All valuable lessons taught to me by my mother.
That other well-known phrase 'always listen to your mum' is a lesson I obviously paid no attention to because when the Civic Type R arrived on my doorstep on the eve of its decommissioning by Honda, I'd had the last three years to pre-empt what I was going to write: "Super fast, super fun, but largely impracticable for more than two people."
The problem being I have always wanted a Civic Type R.
A review had already been written in my head and my brain was sprinting faster than Usain Bolt trying to get away from Delhi.
It is not that the Honda is a bad car, far from it, because in many ways it is a far better car than I was ever expecting. It just wasn't what I was expecting.
There are quicker rivals on the market, yet few can match the Civic Type R's engaging nature.
It's a car that simply becomes more enjoyable the longer you spend behind wheel.
The 2.0-litre VTEC engine produces only 198bhp which, compared to the 261 horses in the Seat Leon Cupra R or the Renault Meganesport 250, is relatively low, but the Honda is more impressive than the statistics suggest.
Low down the Honda, while punchy, is not as ferocious as the Seat but take it above 5,500 revs per minute and it comes alive, before screaming all the way up to the red line.
It's a bit like watching someone sneezing eight times in a row, in a way you feel kind of sorry for them but deep down you know they're having fun!
So I wasn't entirely wrong. The Civic Type R, like any good hot hatchback is fast and fun (just in a much more Japanese way that its rivals).
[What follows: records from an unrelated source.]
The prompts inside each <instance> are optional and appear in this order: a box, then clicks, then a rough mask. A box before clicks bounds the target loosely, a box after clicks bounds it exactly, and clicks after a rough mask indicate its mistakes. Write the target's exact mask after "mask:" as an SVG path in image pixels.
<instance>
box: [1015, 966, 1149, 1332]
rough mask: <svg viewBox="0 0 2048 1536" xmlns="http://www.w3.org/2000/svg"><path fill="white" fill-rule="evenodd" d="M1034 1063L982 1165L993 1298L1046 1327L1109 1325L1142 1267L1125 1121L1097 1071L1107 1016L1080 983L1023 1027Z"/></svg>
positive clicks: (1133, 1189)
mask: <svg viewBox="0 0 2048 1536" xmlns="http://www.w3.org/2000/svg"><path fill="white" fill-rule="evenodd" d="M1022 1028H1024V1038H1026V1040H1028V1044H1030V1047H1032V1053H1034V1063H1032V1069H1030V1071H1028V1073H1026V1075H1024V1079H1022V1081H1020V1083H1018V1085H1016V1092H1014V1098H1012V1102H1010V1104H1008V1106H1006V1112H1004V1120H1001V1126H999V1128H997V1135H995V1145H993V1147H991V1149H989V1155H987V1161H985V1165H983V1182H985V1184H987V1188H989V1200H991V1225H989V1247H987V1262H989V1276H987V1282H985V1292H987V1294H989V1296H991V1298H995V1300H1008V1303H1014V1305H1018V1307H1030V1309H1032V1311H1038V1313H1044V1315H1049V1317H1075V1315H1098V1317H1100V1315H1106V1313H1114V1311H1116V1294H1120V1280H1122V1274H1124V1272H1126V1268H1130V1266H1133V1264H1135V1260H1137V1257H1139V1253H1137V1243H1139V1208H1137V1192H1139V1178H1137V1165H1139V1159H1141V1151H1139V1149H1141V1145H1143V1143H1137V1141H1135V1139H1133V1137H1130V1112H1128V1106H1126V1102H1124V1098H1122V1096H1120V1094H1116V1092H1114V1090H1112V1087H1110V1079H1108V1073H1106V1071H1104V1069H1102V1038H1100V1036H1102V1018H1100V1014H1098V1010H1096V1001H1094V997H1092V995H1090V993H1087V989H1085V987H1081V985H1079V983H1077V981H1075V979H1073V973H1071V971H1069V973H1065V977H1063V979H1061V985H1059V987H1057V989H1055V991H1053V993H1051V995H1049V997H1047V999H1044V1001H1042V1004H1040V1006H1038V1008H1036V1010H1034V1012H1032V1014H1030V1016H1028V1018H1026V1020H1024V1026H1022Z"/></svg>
It also excels on A and B-roads thanks to responsive steering and great traction, but it is the package as a whole where the Honda really excels - it is also spacious and practical.
I used the car to take a few friends to the train station this week - not that I needed a quick car to get them to the platform in time as trains in this country always run late - and despite them all being in excess of six-foot tall not one of them complained of a lack of leg room.
It is the same in the boot too, where there was ample room for four large suitcases.
When this car was launched in 2007 its biggest rival was not the VW Golf GTi or the Ford Focus ST, but the car it was replacing: the old Civic Type R.
Three years down the line and as it's about to go off sale, the Civic Type R is still rates hotter than hot in the hot hatch segment.